Exactly. I may not be much of an expert on processing power or the size of hard drives, but I sure know a good looking computer when I see one. And Chahil was showing off the sexiest looking computers that I've ever set eyes on. Coming in a piano-black finish with a highly refined silver trim and those blue LED lights, the new HP range looks more like a high-end stereo rig than a traditional PC. What Chahil and his HP design team have done is make the exterior of their PCs as sophisticated as their interiors. These computers won't disgrace the most elegant living room. HP's new range is so stylish that it even makes the Apple iPhone look dull. To see an unadulterated, uncensored video of the HP range, go here (parental permission suggested).
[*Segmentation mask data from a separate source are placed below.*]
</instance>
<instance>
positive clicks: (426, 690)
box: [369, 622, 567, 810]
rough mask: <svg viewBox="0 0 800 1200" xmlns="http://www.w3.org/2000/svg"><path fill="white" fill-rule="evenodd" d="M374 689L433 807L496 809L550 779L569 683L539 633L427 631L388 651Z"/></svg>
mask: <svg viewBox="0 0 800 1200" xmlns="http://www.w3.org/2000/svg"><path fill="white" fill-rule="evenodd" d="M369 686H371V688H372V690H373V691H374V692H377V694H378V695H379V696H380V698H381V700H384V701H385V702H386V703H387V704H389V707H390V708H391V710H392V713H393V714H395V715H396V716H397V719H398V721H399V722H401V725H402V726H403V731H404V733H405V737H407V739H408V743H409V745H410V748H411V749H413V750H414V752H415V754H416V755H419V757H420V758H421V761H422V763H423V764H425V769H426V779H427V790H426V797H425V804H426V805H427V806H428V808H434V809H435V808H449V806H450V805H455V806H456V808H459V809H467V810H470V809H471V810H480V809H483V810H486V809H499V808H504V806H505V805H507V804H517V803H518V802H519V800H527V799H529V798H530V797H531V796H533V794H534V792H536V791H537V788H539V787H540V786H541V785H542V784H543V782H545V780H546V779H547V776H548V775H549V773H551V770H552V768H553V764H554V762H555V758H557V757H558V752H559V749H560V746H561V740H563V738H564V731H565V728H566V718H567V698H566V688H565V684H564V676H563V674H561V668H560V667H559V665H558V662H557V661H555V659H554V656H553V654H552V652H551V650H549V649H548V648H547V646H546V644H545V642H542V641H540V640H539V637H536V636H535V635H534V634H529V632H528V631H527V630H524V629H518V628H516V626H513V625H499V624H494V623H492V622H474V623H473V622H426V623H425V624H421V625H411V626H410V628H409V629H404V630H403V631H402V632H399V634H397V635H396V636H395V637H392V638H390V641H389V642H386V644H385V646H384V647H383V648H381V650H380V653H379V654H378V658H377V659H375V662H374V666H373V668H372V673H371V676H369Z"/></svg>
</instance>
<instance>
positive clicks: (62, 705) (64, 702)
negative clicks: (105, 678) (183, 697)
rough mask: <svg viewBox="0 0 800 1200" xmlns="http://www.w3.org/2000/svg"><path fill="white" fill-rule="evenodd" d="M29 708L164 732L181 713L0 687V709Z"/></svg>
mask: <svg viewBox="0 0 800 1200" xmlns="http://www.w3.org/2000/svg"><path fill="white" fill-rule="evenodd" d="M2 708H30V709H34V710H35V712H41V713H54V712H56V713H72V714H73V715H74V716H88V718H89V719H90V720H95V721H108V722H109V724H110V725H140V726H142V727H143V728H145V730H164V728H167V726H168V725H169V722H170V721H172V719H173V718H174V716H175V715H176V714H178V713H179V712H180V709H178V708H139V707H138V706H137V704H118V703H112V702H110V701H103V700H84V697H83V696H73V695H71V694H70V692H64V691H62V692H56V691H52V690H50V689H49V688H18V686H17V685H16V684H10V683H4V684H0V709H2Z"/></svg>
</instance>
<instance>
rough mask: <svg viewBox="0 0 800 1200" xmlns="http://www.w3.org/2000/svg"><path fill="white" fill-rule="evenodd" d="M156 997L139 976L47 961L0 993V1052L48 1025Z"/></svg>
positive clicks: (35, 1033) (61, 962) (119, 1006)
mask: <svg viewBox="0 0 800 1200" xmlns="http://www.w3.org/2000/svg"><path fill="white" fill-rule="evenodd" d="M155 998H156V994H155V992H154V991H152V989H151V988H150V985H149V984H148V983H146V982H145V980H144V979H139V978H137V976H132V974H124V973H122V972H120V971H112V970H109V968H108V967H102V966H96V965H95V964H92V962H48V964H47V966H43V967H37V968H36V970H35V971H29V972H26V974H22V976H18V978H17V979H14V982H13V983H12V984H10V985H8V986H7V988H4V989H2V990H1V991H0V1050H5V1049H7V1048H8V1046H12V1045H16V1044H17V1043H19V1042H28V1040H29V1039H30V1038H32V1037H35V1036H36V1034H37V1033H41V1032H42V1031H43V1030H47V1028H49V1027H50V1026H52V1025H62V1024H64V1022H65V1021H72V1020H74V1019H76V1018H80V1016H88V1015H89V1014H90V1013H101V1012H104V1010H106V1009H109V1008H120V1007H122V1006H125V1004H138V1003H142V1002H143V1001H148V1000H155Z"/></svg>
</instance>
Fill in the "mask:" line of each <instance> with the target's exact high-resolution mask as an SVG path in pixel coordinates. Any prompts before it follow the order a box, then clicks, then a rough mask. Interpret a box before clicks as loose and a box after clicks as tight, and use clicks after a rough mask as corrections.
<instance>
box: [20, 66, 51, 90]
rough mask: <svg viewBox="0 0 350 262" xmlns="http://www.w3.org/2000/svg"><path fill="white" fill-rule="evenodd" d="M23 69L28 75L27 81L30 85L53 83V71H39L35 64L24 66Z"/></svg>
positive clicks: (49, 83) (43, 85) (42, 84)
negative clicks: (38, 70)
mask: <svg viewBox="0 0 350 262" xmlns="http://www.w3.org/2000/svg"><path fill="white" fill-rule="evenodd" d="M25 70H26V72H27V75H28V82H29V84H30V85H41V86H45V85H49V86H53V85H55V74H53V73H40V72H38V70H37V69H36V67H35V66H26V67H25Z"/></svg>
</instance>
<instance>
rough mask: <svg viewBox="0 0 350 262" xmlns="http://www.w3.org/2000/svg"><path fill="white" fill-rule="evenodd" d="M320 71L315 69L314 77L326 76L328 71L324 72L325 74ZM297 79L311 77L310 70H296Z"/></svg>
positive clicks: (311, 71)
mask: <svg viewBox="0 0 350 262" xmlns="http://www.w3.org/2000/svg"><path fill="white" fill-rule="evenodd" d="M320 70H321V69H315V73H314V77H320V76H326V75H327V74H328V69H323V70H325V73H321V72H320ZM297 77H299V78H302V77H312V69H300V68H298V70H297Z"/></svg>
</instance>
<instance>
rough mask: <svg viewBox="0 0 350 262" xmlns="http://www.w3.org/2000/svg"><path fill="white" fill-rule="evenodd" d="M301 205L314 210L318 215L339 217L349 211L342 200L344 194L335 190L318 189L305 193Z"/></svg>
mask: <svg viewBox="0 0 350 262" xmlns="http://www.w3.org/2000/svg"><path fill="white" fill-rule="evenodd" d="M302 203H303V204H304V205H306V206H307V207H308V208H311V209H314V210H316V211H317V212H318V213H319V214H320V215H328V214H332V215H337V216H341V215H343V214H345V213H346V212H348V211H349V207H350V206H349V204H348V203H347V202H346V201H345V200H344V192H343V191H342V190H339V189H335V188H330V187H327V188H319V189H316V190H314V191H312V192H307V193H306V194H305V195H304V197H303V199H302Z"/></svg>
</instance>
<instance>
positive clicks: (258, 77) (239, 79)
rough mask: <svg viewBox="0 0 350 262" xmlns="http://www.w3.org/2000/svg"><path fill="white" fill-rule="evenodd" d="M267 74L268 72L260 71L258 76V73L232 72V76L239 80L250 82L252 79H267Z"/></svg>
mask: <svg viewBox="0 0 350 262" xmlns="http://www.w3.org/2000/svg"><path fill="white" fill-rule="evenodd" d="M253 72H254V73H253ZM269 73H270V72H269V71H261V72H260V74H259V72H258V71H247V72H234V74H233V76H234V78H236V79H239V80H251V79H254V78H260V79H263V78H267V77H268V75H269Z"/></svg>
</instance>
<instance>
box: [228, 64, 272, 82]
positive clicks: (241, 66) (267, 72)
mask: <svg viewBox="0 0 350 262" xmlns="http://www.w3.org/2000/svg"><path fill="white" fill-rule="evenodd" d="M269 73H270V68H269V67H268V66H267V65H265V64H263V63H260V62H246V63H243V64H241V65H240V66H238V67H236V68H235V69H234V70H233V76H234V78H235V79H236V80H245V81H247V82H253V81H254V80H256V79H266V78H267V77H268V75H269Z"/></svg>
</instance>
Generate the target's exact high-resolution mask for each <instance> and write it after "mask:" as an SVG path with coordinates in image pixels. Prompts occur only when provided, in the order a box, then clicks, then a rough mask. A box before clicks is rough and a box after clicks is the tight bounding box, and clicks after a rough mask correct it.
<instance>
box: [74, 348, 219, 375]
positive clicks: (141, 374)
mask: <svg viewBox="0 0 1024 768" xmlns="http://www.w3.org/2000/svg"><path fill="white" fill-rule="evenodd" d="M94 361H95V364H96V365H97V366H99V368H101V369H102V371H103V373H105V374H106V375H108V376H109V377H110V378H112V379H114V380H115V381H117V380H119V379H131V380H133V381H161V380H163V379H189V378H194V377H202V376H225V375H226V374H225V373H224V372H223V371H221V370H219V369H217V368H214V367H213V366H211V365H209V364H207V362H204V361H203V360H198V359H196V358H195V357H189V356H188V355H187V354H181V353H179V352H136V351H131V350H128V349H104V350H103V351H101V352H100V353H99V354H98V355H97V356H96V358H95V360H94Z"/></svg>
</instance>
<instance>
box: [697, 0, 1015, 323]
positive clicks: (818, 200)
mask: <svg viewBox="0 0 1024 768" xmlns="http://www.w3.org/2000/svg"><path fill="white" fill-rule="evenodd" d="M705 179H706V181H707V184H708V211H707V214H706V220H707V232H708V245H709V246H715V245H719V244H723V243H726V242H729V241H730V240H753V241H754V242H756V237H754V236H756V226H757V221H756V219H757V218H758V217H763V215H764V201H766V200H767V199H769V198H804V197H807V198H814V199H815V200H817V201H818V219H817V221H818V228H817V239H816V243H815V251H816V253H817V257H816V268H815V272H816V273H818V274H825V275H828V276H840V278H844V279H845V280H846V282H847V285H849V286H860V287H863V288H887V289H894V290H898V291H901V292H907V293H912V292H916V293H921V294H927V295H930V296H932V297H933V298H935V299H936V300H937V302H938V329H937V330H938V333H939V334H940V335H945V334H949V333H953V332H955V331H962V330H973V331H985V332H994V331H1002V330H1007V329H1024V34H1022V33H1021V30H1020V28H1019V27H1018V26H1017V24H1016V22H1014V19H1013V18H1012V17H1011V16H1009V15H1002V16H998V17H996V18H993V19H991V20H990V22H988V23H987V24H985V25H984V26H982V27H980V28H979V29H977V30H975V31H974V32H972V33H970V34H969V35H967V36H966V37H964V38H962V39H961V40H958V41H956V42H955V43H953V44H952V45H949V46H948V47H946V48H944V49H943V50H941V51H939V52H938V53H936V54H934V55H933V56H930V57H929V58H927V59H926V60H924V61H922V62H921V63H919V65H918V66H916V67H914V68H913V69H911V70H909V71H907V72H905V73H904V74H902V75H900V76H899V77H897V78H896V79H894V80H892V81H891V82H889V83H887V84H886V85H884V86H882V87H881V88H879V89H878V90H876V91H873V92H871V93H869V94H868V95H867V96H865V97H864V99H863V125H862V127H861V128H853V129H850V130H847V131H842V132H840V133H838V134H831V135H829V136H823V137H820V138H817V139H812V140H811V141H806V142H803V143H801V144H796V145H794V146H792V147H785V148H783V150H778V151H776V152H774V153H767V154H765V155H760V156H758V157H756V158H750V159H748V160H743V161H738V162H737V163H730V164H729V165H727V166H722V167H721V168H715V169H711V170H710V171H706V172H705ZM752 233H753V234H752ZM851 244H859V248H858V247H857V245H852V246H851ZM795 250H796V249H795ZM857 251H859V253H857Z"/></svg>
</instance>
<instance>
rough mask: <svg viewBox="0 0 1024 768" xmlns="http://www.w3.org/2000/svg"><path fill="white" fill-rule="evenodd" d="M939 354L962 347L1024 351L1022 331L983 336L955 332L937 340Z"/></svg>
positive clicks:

But it's not just the sex appeal that has me lusting after these digital darlings. Beyond their piano-black finish and silver trim and blue LED light accents, these PCs has been designed to be as easy and fun to use as a flat panel television or a home-theater system. We hear that damn word "convergence" all too often here in Silicon Valley. But these devices finally signal the coming together of computers and entertainment centers. As Hartmut Esslinger, the founder of Frog Design and original designer of the Macintosh computer said of HP's new range:

 “First, computers entered the personal space based upon function and features. Now, there’s a lot of demand for great design that is integrated into a deeper understanding of real market trends and people’s emotional needs. “HP clearly understands today’s consumer dynamics, and this inspiring line of new products will appeal both to the mind and the heart.”

 Or as John Englehart, managing partner of Branded Asset Management Group and a leading thinker about brand building in the digital age, emailed me about the new HP look:

 "These days, consumer technology is valuable to the extent that it enables desire. Anyone who doubts that should have a chat with the folks who used to say no one would spend more than a buck for a cup of coffee. In harnessing the power of design with powerful technology, H-P is returning to its fabled garage to make the 'digital home' as desirable as it is functional. More than technology, they're poised to create culture.

So yet, I confess, my technosceptical heart and mind have been seduced. It's spring in Silicon Valley and HP have discovered sex.  Grandma has reinvented herself as a nymph. Now all we need is a fiber-to-the-home high speed Internet connection (hint hint -- Verizon) to bring home entertainment nirvana to the Valley.